During a special meeting of the European Council between May 24-25, a topic of a flat carbon tax for all EU member states has emerged. The idea is meant to be a preliminary step towards a larger goal, a so-called “carbon border tax”, which is a tariff on goods brought into the country based on the level of CO2 emitted in producing them.
As explained on the website of the German Ministry of Finance, a Franco-German council of economic experts has prepared a recommendation that promotes a central uniform pricing of CO2 in the EU, leading to a single tax rate for goods leaving or entering the EU’s borders. The recommendation was made by German and French finance experts, hence it is safe to assume that the criteria employed were mostly economic, rather than environmental. Moreover, even though the principle of a flat carbon tax rate for all EU countries is already a working idea, the mechanism of the distribution of the revenue collected from importers crossing the bloc’s borders has not been revealed yet.
A uniform carbon tax would clearly benefit countries that produce higher levels or air pollution rather than those that have achieved a reduction of their emissions. As Remix News reported earlier, the disparity has been highlighted by the Hungarian delegation led by Prime Minister Viktor Orbán. He stressed that Hungary would oppose such an approach because the price of climate protection should be borne by those who produce the most carbon emissions, that is, by large companies.
Hungarian Justice Minister Judit Varga had also defended the principle of “technology neutrality”, that would give countries the freedom to choose their own means of carbon reduction, including nuclear power. She had emphasized that their opposition to the uniform carbon tax is not an effort to undermine the EU-wide effort of achieving carbon neutrality by 2050, as this goal is already enshrined in Hungarian legislation. However, according to the minister, “we cannot let the people pay the price of the climate fight instead of the large polluters”.
Opponents of the plan have also stressed that a uniform carbon flat-rate would put an enormous financial burden on families and individual citizens, as the inclusion of household emissions in the carbon trade systems could annually cost as much as €900 for an average family in extra bills. Doing away with nuclear energy, as Germany is currently planning, would further complicate matters, as nuclear has an important role to play in achieving EU climate targets.
According to a recent study, the largest air polluters in Europe are coal power plants in Ukraine, the Western Balkans, Poland, and Germany. The pollutants can travel thousands of kilometers from the source of origin and are thought to be the cause of a high number of premature deaths. Air pollution had caused about 417,000 premature deaths in 41 European countries in 2018. The study highlights Poland’s Belchatow plant as well as four German plants as the EU’s top polluters.
It is no surprise that one of the most vocal advocates of a uniform carbon EU carbon tax seems to be the German government of Angela Merkel, as is clear from the promotion of the idea on the Finance Ministry’s website quoted above. Germany’s energy policy is driven by radical ideological targets shaped by the internal dynamics of the political landscape, in which the governing parties are in a direct electoral competition with the rising Greens. The rushed closure of nuclear and coal power plants, coupled with ambitious targets for the introduction of electric vehicles is bringing Germany ever closer to a long-term energy crisis, the solution to which will drain the resources of even such an economic and industrial giant.

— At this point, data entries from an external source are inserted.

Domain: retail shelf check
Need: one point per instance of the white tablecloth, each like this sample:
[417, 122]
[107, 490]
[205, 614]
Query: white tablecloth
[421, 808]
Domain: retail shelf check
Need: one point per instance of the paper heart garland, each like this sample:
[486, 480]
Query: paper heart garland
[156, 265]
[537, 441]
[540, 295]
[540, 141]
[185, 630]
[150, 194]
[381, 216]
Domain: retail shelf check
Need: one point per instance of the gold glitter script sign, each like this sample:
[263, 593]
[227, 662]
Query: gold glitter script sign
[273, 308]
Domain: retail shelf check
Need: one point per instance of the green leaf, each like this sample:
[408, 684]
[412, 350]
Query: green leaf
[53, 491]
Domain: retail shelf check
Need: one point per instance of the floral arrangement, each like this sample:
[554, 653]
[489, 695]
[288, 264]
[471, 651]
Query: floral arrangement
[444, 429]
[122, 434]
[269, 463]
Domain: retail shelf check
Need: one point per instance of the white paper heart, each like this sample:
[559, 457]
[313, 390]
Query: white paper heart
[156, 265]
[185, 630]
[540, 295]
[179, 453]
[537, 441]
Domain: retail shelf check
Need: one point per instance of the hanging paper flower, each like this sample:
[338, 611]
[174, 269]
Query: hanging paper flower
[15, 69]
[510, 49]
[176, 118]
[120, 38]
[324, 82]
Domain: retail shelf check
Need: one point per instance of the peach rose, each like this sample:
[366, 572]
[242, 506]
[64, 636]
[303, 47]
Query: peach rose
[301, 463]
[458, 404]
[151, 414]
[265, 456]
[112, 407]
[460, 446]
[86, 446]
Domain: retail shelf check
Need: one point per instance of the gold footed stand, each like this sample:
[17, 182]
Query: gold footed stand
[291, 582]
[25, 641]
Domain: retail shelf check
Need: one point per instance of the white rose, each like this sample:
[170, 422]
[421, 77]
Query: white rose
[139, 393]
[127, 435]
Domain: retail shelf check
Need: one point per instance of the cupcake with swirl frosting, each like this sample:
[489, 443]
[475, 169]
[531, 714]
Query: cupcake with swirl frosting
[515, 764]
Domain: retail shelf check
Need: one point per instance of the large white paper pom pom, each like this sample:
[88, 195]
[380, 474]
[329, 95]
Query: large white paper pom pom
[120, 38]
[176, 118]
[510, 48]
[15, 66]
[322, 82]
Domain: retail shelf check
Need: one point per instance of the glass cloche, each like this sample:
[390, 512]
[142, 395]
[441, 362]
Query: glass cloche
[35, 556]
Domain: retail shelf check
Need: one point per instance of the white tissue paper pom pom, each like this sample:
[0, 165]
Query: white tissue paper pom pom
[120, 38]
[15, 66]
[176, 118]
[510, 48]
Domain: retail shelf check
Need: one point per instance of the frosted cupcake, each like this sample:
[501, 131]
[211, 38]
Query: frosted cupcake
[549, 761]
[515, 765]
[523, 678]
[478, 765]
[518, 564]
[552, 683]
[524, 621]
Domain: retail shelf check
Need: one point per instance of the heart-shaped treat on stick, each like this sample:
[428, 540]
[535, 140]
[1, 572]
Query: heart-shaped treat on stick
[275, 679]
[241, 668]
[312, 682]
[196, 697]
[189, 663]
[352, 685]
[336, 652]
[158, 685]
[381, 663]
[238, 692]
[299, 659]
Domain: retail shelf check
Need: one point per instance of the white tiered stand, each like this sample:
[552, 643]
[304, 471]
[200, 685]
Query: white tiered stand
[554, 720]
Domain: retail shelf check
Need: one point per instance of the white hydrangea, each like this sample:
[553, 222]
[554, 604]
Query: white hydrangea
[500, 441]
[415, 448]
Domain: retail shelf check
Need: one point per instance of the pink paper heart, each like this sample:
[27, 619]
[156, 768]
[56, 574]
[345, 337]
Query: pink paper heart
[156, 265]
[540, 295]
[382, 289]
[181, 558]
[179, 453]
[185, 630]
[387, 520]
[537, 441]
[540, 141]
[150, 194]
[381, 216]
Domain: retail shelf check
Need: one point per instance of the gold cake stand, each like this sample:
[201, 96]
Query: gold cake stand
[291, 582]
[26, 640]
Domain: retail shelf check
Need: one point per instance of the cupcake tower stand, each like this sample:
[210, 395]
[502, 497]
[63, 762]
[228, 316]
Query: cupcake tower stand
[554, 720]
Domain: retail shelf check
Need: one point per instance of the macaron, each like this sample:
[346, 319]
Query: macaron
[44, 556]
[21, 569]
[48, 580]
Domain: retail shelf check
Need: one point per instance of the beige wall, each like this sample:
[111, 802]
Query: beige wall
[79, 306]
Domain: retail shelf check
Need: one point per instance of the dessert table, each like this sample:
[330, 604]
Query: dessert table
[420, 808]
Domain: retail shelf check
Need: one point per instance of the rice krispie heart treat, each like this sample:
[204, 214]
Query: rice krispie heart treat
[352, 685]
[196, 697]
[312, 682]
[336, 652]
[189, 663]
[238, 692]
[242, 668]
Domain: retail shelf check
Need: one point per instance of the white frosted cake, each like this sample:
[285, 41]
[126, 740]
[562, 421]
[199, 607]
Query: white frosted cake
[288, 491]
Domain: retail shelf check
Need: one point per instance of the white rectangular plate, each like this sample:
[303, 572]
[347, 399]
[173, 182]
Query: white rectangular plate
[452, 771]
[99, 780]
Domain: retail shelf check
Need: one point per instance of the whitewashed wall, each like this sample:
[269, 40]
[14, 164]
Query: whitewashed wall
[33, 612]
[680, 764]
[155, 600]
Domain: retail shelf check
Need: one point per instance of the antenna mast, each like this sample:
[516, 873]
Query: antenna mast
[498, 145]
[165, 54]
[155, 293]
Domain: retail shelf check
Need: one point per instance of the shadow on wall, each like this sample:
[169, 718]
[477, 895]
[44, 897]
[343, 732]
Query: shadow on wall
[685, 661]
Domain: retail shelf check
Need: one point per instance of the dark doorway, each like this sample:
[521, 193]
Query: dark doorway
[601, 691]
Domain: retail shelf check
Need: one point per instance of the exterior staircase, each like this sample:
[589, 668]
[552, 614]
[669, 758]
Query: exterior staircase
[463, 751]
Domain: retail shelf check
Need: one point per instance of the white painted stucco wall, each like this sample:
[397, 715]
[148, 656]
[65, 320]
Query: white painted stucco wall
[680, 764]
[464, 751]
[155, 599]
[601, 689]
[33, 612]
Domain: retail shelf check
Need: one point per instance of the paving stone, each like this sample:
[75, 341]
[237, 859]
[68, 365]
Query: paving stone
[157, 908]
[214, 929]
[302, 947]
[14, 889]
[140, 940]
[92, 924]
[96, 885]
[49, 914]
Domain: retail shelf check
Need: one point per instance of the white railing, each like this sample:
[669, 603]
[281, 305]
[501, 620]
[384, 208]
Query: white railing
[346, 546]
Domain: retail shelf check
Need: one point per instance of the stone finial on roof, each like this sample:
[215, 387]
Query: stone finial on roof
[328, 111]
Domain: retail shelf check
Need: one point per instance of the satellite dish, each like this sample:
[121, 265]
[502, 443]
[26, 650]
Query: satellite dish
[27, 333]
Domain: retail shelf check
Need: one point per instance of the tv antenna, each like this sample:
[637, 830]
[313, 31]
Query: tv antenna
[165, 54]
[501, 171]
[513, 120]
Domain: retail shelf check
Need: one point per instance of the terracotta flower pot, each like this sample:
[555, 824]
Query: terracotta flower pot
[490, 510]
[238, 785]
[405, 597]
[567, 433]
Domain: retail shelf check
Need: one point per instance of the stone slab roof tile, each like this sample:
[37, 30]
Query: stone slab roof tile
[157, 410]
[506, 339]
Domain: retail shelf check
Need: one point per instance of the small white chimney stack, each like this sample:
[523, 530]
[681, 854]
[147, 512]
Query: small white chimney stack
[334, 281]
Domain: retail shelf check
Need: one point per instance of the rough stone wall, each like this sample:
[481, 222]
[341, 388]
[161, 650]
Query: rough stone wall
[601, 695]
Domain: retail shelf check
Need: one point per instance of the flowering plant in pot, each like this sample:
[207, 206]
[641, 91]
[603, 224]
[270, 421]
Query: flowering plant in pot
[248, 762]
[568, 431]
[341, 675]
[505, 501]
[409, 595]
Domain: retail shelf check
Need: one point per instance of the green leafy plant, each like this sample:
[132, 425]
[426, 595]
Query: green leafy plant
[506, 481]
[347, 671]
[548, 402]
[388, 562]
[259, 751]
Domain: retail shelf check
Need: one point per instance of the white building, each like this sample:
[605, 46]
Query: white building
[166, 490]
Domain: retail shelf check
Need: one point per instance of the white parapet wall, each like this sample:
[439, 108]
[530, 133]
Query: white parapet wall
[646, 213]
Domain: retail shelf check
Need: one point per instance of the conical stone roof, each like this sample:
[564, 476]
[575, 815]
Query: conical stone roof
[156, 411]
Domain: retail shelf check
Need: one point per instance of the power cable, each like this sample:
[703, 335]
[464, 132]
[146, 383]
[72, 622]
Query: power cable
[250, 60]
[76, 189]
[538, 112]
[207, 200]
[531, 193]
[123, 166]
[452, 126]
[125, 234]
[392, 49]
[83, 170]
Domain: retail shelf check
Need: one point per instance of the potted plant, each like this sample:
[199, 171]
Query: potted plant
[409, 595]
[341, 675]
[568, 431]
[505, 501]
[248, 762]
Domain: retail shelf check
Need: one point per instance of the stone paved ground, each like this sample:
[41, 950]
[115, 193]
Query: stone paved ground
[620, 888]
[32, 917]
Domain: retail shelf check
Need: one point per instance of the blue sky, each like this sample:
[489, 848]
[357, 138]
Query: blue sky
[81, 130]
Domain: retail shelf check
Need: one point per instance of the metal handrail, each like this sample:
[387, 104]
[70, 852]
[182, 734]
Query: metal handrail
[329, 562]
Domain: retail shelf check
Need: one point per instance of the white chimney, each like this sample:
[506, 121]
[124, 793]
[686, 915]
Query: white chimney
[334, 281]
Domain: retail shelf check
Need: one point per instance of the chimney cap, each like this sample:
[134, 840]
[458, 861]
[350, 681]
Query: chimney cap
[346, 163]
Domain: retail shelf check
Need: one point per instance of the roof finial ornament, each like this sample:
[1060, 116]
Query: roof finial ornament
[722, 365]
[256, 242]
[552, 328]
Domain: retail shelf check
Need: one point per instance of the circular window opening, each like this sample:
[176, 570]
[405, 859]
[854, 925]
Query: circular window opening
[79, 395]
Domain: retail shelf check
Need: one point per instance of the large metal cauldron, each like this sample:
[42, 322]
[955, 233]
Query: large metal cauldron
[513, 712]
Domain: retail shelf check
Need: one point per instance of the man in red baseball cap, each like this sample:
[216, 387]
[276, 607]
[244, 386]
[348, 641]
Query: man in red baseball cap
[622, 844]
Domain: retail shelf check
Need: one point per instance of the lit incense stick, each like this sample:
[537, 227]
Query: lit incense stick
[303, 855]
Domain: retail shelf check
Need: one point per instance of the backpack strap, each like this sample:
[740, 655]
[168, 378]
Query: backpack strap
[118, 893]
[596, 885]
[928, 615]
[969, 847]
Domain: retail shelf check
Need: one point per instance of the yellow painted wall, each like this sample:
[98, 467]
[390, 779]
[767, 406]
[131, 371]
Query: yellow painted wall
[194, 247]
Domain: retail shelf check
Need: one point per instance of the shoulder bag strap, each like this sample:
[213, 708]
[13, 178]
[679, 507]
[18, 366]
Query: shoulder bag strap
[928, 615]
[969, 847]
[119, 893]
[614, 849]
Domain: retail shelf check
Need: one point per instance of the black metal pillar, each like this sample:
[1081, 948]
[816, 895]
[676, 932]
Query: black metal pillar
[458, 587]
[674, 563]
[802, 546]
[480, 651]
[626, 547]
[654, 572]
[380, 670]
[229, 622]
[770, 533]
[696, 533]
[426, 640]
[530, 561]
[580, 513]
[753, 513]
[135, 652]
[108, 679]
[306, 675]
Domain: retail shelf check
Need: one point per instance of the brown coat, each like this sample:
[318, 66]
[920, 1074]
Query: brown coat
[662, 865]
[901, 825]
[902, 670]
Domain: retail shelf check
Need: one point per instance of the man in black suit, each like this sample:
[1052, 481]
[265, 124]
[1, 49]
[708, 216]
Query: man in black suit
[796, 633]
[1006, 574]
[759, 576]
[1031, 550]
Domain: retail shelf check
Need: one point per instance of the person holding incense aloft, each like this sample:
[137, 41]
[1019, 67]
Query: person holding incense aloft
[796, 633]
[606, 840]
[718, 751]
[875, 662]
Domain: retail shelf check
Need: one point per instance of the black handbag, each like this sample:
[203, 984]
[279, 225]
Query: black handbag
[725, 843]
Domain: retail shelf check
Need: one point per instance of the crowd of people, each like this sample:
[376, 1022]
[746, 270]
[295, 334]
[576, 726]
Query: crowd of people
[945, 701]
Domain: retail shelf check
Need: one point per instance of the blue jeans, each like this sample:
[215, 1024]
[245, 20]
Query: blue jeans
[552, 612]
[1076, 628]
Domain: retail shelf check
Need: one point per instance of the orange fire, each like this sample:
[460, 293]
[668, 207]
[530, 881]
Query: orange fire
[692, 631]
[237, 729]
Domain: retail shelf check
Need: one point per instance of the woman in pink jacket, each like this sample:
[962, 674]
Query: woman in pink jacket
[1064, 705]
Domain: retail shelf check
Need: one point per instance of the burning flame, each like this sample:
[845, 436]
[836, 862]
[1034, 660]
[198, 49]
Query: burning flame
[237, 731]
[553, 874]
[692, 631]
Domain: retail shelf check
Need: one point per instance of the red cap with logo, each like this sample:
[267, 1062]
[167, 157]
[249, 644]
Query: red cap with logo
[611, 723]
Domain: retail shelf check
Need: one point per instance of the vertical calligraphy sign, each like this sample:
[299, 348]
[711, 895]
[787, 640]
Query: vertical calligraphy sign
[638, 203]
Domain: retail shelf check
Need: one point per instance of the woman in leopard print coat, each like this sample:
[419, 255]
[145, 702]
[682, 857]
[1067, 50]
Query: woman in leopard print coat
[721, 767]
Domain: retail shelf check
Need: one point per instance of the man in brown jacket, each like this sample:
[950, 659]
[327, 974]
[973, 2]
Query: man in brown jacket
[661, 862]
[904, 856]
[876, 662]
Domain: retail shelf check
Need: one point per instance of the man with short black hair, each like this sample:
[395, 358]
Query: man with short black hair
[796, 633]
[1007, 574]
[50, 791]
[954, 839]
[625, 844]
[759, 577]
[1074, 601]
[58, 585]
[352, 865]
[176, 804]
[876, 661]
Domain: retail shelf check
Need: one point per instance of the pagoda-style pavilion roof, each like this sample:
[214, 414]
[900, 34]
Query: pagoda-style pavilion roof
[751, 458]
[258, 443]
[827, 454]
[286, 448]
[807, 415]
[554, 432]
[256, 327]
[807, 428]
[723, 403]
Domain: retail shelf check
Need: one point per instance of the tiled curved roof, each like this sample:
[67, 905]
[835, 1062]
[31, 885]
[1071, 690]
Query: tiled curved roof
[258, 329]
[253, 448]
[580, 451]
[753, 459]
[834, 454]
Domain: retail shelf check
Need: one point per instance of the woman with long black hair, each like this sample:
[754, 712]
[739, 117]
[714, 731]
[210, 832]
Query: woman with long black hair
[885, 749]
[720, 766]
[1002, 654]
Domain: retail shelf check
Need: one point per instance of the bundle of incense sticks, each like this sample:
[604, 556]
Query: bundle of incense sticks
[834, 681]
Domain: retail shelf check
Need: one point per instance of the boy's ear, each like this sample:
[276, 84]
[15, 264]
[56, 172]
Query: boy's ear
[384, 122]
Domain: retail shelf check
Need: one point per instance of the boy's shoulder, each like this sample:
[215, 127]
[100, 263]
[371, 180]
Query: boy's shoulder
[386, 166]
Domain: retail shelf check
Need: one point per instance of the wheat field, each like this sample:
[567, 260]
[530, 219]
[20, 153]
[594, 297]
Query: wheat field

It comes as no surprise then that smaller and less well-off nations are protesting the idea that developed countries currently producing higher levels of greenhouse gases should subsidize their politically driven environmental goals from a common EU purse. For instance, figures show that Hungarian annual greenhouse gas emissions per capita are 6.6 tons, while a German citizen produces 11.2 tons. It is thus not the usual East-West, or liberal-conservative dispute that is at play here, but an effort of less industrialized countries wanting to protect their citizens from a cynical economic exploitation by high polluting industrial giants with a lot of political clout.